The impact forces’ peak had a higher frequency range (10 to 20 HZ) and represents the rapid deceleration of the leg and foot just after the initial contact with the ground, while the active peak had a lower frequency range (4 to 8 Hz), representing voluntary lower extremity motion and the deceleration of the center of mass (CoM) ( Gruber et al., 2014 ). It is possible that the deceleration of the CoM and foot could not be captured, since in the present study only one accelerometer was attached to the shank. It was proposed, for future studies, the inclusion of sensors on the sacrum, representing the acceleration of the CoM, and on the foot, providing more information for the neural networks to simulate the GRF signals.

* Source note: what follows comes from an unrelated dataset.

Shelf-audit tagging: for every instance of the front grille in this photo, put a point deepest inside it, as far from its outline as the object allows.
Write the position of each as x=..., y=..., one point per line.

This study confirmed that multilayer perceptron neural network can predict the highly non-linear relationship of shank acceleration parameters and ground reaction forces in healthy young individuals, as well as other studies have done using plantar pressure devices. The greater advantages of this device are the low cost and the possibility of use outside the laboratory environment. Although the error rates were low, ranging from 4 to 10%, some improvements must be made, regarding the management of input parameters and number of sensors used, prior to application in clinical settings.
The results of this study must be only applied to level walking of healthy individuals. Although it is known that straight-line level walking is actually not common in real-world activities ( Orendurff et al., 2008 ), usually level gait with self-selected speed is the most used task in clinical biomechanical gait assessments aimed at identifying lower limb dysfunctions. Future studies must be performed applying this algorithm to different orthopedic and neurologic conditions.